Agressões ao Planeta
Especial
A Terra é o paraíso

Para os vírus e as bactérias, a destruição da natureza e a vida moderna formam
o cenário perfeito de proliferação

Anna Paula Buchalla e Giuliana Bergamo

Considerada uma das mais letais infecções bacterianas, com uma taxa de mortalidade da ordem de 90%, a febre de La Oroya é uma doença da região dos Andes. O mosquito que a transmite é o Lutzomyia, o mesmo da leishmaniose, mas o microrganismo que a causa é mais raro. A Bartonella bacilliformis (ou bartonella, simplesmente) é típica de altitudes entre 600 e 2 800 metros. Ou pelo menos costumava ser. Em 2004, dezenove pessoas foram vítimas da febre de La Oroya numa região de terras baixas: a província peruana de Madre de Diós, que faz fronteira com o Brasil. Ainda não se sabe como a bartonella ampliou dessa maneira sua área de incidência, mas tudo indica que foi a depredação ecológica que criou a oportunidade para que isso acontecesse. Ao invadir áreas antes inexploradas da floresta e ser picado pelo Lutzomyia, o homem parece ter ajudado a bactéria a fazer a transição para altitudes menores. Mais ainda que perplexas, as autoridades sanitárias ficaram em estado de alerta com o episódio.

A proximidade da bartonella com o Brasil é um exemplo clássico de como os microrganismos respondem aos avanços da civilização sobre o meio ambiente: ao romper o equilíbrio ecológico de uma região, o homem recebe o troco e se torna alvo de um agente infeccioso. Mas não só o desmatamento ou a invasão das florestas propiciam a propagação de doenças. O aquecimento global, por exemplo, favorece a proliferação de moléstias como a dengue e a malária. A transmissão da dengue tem sido incrementada nos últimos anos tanto pelo aumento da temperatura da Terra quanto pela quantidade de chuvas –o mosquito transmissor, o Aedes aegypti, prefere climas quentes e úmidos. Outro fator é a poluição das águas. O despejo de detritos diretamente nos rios, sejam eles químicos ou humanos, é responsável pela morte de 3 milhões de pessoas todos os anos, vítimas da cólera. Além de aumentar a incidência de algumas velhas doenças, a destruição do meio ambiente também traz à tona moléstias desconhecidas, chamadas de "emergentes". Desde 1976, foram descobertos pelo menos trinta novos micróbios –o HIV e o Ebola estão entre os mais famosos.

Uma vez que entra em contato com a civilização, um microrganismo encontra condições propícias para se espraiar. Nos últimos 100 anos, a população mundial quadruplicou e as cidades incharam.

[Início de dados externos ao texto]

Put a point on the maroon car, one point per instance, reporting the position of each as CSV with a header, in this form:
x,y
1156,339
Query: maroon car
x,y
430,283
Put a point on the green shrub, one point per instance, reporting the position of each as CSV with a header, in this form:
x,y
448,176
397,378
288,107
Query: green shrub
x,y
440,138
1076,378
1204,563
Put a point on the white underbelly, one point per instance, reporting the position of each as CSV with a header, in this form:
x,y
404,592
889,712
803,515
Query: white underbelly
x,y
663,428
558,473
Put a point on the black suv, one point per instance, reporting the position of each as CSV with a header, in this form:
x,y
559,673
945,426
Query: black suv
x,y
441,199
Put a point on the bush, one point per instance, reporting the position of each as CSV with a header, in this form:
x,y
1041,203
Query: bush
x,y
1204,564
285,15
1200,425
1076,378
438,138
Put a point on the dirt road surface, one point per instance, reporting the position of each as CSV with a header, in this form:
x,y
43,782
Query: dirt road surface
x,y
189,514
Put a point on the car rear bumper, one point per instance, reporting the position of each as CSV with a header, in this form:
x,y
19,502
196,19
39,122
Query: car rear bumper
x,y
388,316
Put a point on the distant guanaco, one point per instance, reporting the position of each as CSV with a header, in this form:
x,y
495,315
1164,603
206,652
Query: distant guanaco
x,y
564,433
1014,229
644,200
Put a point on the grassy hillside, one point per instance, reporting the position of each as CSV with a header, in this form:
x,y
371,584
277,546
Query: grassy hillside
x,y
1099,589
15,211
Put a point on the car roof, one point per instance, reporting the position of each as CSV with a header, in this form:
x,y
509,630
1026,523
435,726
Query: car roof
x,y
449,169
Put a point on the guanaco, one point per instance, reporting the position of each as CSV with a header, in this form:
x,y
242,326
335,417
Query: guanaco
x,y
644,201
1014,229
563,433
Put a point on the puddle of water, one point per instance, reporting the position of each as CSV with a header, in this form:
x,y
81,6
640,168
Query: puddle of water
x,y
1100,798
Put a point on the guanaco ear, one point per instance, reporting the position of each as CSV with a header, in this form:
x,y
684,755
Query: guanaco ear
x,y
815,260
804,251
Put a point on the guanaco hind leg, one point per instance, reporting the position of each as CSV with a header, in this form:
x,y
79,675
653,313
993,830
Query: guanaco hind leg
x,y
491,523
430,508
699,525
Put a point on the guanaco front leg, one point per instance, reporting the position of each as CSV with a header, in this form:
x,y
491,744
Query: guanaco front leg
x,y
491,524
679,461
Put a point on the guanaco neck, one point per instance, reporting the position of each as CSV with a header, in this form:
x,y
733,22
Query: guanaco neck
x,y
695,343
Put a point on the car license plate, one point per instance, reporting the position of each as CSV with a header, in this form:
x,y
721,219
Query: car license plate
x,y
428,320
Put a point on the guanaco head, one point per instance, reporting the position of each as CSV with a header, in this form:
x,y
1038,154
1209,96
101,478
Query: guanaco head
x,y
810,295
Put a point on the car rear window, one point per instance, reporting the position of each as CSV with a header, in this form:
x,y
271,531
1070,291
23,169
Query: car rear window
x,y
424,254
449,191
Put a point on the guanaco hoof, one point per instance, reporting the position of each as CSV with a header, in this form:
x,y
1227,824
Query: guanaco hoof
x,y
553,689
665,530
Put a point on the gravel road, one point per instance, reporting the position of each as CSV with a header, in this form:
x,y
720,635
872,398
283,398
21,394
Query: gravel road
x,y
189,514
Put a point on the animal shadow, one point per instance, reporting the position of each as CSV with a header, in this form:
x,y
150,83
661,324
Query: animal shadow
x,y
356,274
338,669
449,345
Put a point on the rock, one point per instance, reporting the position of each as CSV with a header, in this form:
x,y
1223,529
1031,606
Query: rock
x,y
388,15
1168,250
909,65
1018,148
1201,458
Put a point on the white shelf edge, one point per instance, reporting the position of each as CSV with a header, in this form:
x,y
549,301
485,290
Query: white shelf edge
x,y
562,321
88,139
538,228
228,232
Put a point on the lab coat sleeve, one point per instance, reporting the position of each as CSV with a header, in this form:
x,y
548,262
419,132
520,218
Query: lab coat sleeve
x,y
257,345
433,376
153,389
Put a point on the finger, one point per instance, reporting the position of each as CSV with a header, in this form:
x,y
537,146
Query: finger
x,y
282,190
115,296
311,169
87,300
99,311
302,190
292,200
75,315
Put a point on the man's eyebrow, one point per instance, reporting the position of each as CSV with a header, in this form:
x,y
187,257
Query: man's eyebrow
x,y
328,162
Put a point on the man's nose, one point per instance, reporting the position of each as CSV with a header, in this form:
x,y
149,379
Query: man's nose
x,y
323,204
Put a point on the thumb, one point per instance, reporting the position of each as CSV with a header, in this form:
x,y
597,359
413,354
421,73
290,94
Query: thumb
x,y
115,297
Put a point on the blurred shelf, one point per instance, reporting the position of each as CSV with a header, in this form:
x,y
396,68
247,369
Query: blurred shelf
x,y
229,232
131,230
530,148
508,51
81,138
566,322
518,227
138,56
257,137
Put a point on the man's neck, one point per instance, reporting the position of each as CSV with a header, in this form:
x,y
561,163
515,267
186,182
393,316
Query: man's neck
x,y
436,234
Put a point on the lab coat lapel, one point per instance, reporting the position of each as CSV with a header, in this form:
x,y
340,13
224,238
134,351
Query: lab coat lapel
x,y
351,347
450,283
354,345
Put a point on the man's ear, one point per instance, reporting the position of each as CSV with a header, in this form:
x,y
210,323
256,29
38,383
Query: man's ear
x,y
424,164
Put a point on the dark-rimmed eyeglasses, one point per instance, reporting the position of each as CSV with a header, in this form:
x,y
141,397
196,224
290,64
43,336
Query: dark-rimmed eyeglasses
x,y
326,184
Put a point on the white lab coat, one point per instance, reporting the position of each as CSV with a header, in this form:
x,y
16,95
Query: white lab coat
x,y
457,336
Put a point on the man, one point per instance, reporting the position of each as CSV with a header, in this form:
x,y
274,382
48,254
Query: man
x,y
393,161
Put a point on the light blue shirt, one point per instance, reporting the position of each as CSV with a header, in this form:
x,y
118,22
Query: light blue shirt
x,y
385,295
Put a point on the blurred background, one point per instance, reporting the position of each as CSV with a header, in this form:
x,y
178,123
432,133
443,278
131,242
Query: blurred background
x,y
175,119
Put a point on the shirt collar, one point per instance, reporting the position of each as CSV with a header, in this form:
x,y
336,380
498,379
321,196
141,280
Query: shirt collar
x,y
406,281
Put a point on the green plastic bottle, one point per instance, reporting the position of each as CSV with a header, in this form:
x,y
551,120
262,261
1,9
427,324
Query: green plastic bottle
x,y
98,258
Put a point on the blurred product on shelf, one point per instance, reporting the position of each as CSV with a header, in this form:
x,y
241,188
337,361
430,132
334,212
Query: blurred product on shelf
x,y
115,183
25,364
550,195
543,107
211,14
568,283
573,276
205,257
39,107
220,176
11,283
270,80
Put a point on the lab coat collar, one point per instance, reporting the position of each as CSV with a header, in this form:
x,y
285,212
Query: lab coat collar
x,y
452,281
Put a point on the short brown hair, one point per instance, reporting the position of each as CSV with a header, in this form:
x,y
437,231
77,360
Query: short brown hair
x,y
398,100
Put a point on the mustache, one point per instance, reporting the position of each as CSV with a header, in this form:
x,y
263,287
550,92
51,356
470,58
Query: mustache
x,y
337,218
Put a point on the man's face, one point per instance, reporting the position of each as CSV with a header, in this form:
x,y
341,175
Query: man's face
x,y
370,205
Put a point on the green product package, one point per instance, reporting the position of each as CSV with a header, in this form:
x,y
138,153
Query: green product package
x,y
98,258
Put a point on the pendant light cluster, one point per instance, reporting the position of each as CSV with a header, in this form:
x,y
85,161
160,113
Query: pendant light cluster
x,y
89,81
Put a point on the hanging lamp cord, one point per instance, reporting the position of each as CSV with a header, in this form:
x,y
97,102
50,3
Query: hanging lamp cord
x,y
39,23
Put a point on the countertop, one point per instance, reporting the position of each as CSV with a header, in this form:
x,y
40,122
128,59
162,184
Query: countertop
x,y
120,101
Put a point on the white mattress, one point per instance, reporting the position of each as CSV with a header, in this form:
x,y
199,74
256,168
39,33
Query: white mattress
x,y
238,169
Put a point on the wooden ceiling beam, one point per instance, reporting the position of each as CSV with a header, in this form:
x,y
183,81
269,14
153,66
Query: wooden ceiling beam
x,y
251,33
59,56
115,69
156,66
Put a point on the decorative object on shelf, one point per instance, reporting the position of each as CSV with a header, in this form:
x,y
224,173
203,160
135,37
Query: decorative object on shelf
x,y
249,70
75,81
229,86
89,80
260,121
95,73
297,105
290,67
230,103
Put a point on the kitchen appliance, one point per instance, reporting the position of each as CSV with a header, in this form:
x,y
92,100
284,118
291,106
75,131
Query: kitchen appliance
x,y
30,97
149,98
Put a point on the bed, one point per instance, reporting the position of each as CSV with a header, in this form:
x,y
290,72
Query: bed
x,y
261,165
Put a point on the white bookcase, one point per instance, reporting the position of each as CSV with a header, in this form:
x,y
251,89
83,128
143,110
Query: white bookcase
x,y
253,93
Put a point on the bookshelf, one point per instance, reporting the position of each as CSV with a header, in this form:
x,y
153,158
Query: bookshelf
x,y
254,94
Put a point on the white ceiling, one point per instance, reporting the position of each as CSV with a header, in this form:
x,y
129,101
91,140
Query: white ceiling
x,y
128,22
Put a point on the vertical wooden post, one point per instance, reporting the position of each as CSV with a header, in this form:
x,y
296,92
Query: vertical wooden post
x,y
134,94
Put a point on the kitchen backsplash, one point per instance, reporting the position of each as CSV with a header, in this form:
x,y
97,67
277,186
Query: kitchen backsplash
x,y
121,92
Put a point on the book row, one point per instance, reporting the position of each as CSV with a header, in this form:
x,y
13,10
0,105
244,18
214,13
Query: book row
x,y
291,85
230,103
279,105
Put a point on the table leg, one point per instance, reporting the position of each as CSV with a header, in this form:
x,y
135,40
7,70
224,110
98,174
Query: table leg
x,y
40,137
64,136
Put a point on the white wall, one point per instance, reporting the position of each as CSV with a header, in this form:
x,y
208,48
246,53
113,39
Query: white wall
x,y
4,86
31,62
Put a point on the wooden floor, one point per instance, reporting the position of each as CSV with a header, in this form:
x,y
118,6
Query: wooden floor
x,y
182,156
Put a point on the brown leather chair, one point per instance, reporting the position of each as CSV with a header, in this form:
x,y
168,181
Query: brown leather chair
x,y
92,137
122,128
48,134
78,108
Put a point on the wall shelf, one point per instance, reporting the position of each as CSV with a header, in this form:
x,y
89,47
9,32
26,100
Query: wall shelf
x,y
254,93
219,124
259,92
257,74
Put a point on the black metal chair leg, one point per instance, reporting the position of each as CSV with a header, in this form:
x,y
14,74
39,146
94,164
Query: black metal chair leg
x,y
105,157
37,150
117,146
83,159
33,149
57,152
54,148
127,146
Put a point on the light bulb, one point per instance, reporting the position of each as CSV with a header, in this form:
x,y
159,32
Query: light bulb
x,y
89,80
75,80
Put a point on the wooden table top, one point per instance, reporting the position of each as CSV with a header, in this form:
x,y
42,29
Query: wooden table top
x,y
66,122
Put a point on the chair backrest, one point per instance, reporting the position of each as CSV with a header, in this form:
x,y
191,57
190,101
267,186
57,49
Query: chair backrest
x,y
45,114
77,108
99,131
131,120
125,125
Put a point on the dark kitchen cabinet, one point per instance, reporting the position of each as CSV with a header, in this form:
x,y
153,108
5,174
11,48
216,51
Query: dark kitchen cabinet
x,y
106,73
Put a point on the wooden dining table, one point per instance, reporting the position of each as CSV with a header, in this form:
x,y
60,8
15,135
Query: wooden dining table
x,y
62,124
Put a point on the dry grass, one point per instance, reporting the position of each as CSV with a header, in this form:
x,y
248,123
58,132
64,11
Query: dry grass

Em 25 metrópoles já se superou a marca de mais de 10 milhões de habitantes. Até a década de 50, apenas Londres e Nova York atingiam esse patamar. Calcula-se que, nos grandes centros urbanos, as pessoas passem 92% de seu dia em ambientes fechados. É o paraíso dos micróbios. Imagine manter uma pessoa gripada confinada num ônibus lotado, com as janelas fechadas. O contágio é certo. Há que levar em conta ainda a maneira como as populações se movimentam pelo globo. A bordo de um avião, é possível dar a volta ao mundo em 48 horas. Cerca de 700 milhões de pessoas transitam pelos ares mensalmente. Os infectados podem carregar os vilões silenciosos de um lado para o outro do planeta e deflagrar verdadeiras pandemias em pouco tempo. "Atualmente a Terra é um caldeirão de infecções", diz o infectologista Luiz Jacintho da Silva, professor da Universidade Estadual de Campinas.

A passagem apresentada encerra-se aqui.